At the end of the third day's fighting, all attacks of the Spaniards having been repulsed, Lieutenant-Colonel Huntington determined to take the offensive himself. About six miles southeast of the camp, at a place called Cuzco, there was a well from which the Spanish troops were said to obtain all their drinking-water, and a heliograph signal-station by means of which they maintained communication with Caimanera. On the morning of June 14 Captain Elliott, with two companies of marines and about fifty Cuban volunteers, was sent to attack this place, drive the Spaniards away, and destroy the well and signal-station. The expeditionary force engaged the enemy, five hundred strong, about eleven o'clock in the morning, and fought with them until three in the afternoon, driving them from their position and inflicting upon them a loss of sixty men killed and one hundred and fifty wounded. Then, after capturing the heliograph outfit, burning the station, and filling up the well, the heroic little detachment returned, exhausted but triumphant, to its camp, with a loss of only two men killed, six wounded, and twenty or thirty overcome by heat.
On the fourth day of the long struggle for the possession of Guantanamo Bay, the Spaniards virtually gave up the contest and abandoned the field. A few guerrillas still remained in the chaparral, firing occasionally at long range either into the camp or at the vessels of the fleet; but, finally, even this desultory, long-range target practice ceased, and the last of the enemy fled, either to the fort at Caimanera or to Guantanamo city, leaving the plucky marines in undisputed control of the whole eastern coast of the lower bay. Our total loss in the series of engagements was only six men killed and twelve or fifteen wounded; but among the killed was the lamented Dr. Gibbs, acting assistant surgeon, United States navy, who was shot at one o'clock on the night of the 11th.

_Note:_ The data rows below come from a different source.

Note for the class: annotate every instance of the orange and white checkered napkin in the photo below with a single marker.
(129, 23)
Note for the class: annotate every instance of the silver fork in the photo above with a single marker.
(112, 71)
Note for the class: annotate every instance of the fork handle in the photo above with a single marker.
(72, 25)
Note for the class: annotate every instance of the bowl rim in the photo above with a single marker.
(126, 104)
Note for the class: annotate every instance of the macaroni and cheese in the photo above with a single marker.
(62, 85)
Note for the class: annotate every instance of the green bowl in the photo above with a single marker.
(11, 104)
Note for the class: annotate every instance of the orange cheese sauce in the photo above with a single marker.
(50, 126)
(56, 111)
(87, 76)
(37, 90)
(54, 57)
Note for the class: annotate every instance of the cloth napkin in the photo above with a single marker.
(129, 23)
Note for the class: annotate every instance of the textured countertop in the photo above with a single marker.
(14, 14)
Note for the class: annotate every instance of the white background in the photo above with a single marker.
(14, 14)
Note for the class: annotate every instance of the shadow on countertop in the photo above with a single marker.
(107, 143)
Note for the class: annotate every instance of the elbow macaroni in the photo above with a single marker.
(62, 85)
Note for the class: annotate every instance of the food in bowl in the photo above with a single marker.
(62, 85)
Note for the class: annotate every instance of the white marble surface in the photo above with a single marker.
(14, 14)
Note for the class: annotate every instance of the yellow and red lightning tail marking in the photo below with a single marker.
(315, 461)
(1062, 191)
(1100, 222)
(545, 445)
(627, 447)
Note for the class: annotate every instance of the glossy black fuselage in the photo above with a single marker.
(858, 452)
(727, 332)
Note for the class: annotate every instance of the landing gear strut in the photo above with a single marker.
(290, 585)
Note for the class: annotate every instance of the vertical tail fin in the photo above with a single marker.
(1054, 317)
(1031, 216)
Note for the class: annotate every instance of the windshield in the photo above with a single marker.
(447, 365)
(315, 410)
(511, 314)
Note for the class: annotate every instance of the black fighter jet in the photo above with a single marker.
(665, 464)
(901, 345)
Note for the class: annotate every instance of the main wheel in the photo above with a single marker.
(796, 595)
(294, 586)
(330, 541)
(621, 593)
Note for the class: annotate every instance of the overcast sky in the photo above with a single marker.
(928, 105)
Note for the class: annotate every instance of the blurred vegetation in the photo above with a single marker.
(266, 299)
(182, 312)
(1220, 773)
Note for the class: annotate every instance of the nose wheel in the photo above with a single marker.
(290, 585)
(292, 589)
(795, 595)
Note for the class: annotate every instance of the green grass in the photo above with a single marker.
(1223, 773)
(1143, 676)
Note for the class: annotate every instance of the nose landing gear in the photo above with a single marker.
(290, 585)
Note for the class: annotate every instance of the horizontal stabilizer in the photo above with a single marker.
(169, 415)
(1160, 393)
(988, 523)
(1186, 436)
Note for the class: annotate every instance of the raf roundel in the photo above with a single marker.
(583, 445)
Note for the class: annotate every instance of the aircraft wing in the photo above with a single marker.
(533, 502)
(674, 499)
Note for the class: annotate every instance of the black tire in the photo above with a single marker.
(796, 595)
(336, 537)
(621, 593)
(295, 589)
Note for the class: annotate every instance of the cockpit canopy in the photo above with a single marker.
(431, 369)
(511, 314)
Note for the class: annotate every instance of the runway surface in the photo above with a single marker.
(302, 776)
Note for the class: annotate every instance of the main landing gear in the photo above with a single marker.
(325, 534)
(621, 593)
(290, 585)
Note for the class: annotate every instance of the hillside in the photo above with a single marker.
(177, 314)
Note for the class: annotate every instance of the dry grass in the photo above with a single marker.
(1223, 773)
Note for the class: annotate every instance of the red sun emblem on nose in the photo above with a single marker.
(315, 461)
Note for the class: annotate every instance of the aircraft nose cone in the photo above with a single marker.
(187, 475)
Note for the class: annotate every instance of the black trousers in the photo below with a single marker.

After the four days of fighting were over, Captain McCalla, with the Marblehead, the auxiliary cruiser St. Louis, and the battle-ship Texas, steamed up the bay to the little village of Caimanera, demolished the fort there with a few well-directed shots, and drove the garrison back into the woods. In the course of this expedition the Marblehead and the Texas ran into a number of submarine contact mines, or fouled them with their screws; but, fortunately, none of them exploded. The firing-pins had become so incrusted with barnacles and other marine growths during their long immersion that the force of the blow when the ships struck them did not drive them in far enough to explode the charges. When we reached Guantanamo in the State of Texas, Captain McCalla's boats and launches had thoroughly explored and dragged the lower bay, and had taken out safely no less than thirteen contact mines, each containing about one hundred pounds of guncotton. The upper bay was still in the possession of the Spaniards; but its control was not a matter of any particular importance. What Admiral Sampson wanted was a safe and sheltered coaling-and repairing-station for the vessels of his fleet, and this he obtained when his war-ships and marines, after four days of almost incessant fighting, drove the Spanish troops from the whole eastern coast of the lower bay.